Individus (personnes vivantes) :
- Vous pouvez refuser ou licencier la création et l'utilisation publique d'une réplique numérique très réaliste de votre voix ou de votre visage.
- Les licences que vous accordez de votre vivant ne peuvent généralement pas dépasser 10 ans. Les licences pour les mineurs sont limitées à 5 ans et doivent être approuvées par un tribunal.
- Vous (ou votre agent autorisé) pouvez poursuivre en justice fédérale si quelqu'un publie ou vend une réplique numérique non autorisée de vous.
Héritiers et successions (après la mort) :
- Le droit survit à la mort. Un titulaire de droit (héritiers, exécuteurs, cessionnaires) contrôle le droit pendant au moins 10 ans après la mort, avec des renouvellements possibles de 5 ans si le titulaire de droit montre une utilisation commerciale autorisée active, jusqu'à une limite de 70 ans.

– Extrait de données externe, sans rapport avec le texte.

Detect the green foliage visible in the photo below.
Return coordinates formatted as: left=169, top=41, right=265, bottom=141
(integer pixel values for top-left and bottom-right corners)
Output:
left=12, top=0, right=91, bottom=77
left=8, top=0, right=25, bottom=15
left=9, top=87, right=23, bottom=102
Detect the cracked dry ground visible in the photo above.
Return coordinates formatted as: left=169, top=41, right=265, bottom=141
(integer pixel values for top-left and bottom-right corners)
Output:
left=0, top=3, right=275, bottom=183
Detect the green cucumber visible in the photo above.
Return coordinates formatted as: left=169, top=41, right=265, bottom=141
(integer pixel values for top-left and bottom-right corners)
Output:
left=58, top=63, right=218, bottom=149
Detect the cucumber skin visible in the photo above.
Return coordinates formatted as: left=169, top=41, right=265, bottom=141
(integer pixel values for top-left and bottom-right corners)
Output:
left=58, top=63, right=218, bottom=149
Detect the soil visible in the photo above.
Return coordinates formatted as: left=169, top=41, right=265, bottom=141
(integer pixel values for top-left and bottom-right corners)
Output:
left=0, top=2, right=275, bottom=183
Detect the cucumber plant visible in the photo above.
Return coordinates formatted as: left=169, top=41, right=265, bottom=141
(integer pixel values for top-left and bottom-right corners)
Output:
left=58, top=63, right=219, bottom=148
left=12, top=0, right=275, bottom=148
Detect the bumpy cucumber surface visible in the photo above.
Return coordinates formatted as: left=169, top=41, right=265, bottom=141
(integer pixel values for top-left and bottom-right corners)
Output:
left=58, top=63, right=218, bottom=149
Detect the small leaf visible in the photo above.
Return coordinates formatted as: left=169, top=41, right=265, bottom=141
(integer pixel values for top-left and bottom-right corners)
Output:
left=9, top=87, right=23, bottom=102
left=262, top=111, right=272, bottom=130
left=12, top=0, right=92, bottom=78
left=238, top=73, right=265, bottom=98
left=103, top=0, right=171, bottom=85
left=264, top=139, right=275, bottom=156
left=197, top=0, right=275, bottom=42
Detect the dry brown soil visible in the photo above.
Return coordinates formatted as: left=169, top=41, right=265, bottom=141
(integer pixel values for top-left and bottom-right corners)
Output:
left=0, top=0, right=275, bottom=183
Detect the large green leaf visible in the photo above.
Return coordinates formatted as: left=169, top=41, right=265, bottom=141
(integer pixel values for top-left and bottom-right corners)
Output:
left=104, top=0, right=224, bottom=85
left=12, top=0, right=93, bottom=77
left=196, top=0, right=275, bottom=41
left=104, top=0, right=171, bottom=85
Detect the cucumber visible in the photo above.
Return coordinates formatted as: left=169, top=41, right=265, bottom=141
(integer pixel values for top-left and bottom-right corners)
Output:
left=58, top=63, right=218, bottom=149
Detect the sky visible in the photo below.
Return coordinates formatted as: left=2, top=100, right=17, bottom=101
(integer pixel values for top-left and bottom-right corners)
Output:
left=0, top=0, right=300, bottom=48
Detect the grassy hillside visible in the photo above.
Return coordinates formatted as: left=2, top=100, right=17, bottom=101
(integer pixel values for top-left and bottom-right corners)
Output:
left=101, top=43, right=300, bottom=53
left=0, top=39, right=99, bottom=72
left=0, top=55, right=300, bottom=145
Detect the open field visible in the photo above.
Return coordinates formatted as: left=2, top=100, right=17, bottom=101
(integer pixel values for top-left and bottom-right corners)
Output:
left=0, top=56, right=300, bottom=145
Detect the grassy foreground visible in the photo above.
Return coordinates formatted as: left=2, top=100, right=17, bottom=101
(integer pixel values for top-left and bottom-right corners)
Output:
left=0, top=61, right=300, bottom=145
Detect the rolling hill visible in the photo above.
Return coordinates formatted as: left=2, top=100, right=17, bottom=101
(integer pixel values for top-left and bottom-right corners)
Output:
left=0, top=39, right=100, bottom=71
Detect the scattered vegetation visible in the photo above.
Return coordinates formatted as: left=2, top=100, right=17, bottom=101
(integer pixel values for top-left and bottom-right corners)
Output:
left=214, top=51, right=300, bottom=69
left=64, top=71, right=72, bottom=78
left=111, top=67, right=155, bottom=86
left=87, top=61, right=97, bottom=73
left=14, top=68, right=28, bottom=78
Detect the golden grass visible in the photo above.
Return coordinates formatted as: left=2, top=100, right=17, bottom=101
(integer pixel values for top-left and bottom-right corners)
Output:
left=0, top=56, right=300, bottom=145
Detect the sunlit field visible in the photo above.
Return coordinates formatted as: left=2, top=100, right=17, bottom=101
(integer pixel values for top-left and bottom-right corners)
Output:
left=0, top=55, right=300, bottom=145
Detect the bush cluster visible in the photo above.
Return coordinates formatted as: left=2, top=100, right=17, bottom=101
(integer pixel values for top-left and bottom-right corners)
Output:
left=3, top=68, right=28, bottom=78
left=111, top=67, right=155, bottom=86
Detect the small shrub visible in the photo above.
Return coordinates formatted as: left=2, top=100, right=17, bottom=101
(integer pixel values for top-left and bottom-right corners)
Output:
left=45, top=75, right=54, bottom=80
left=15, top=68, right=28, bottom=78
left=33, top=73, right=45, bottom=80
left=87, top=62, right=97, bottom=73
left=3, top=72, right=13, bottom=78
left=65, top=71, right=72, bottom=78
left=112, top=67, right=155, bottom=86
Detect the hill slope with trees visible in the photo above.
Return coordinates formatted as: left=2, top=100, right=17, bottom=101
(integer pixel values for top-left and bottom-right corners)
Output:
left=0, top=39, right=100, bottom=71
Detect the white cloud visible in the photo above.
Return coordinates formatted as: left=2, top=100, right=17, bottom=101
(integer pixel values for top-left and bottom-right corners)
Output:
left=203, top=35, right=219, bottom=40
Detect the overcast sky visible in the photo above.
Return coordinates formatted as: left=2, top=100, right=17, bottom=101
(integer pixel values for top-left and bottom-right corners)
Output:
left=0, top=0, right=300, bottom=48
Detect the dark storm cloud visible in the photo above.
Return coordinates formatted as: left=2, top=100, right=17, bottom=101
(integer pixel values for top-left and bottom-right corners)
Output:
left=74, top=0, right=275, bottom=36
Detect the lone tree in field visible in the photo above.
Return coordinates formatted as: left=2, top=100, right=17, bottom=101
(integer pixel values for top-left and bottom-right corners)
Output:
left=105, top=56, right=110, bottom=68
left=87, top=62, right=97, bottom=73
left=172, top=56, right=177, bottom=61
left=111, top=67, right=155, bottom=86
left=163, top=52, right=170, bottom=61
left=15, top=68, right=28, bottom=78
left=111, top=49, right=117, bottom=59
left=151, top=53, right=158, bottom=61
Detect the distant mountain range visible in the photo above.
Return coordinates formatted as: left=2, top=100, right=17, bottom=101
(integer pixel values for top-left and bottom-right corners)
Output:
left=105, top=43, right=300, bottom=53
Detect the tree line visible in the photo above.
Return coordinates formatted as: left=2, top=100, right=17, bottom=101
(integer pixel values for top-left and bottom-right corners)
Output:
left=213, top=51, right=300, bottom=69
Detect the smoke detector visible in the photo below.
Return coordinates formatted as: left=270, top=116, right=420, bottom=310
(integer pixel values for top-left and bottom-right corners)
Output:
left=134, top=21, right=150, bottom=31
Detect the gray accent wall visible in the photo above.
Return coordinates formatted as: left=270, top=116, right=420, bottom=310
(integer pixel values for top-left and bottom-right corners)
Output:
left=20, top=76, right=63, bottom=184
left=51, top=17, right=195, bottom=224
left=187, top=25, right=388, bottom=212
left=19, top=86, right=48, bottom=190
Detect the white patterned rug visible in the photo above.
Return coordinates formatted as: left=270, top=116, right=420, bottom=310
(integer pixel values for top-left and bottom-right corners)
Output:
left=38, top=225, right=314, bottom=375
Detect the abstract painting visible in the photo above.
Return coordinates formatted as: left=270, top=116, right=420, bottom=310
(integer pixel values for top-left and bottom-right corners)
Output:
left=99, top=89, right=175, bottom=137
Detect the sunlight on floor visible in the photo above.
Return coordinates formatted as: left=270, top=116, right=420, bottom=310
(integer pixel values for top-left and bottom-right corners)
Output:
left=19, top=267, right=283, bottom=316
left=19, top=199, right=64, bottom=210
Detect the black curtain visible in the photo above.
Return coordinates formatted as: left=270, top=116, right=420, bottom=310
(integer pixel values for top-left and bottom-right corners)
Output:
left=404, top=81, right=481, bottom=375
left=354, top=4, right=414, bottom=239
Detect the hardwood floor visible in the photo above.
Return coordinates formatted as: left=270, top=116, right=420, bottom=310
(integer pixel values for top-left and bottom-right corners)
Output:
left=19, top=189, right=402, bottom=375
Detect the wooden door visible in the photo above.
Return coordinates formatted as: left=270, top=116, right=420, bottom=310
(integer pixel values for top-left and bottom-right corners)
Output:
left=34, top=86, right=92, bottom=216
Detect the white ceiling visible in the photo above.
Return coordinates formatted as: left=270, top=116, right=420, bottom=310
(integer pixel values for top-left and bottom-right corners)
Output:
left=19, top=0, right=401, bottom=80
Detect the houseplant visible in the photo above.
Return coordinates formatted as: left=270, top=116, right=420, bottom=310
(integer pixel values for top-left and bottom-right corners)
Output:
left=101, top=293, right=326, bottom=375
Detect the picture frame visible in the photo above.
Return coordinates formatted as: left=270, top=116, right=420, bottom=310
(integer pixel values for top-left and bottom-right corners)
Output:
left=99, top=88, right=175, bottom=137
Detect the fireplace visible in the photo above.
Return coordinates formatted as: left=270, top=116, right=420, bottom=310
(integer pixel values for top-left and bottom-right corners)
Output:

- Les titulaires de droits peuvent enregistrer une notification auprès du Bureau des droits d'auteur pour renouveler le contrôle post-mortem ; le bureau tiendra un annuaire public.
Artistes de l'enregistrement sonore et maisons de disques :
- Le projet de loi couvre spécifiquement les répliques numériques dans les enregistrements sonores et crée des règles pour qui peut poursuivre (y compris certains titulaires de contrats exclusifs).
Services et plateformes en ligne (sites web, applications, services de musique, moteurs de recherche, magasins d'applications, etc.) :
- Doivent enregistrer un agent désigné auprès du Bureau des droits d'auteur pour recevoir des notifications de retrait.
- Pour bénéficier d'un abri sûr contre la responsabilité, les plateformes doivent adopter une politique de résiliation pour les contrevenants récurrents, retirer ou désactiver l'accès aux répliques non autorisées identifiées (y compris les empreintes digitales numériques correspondantes) lorsque une notification valide est reçue, notifier les titulaires de droits et les téléchargeurs, et suivre le processus de contre-notification du projet de loi.
- Les plateformes qui ne font pas d'effort de « bonne foi » pour suivre les règles font face à des dommages-intérêts statutaires plus élevés en cas de poursuite.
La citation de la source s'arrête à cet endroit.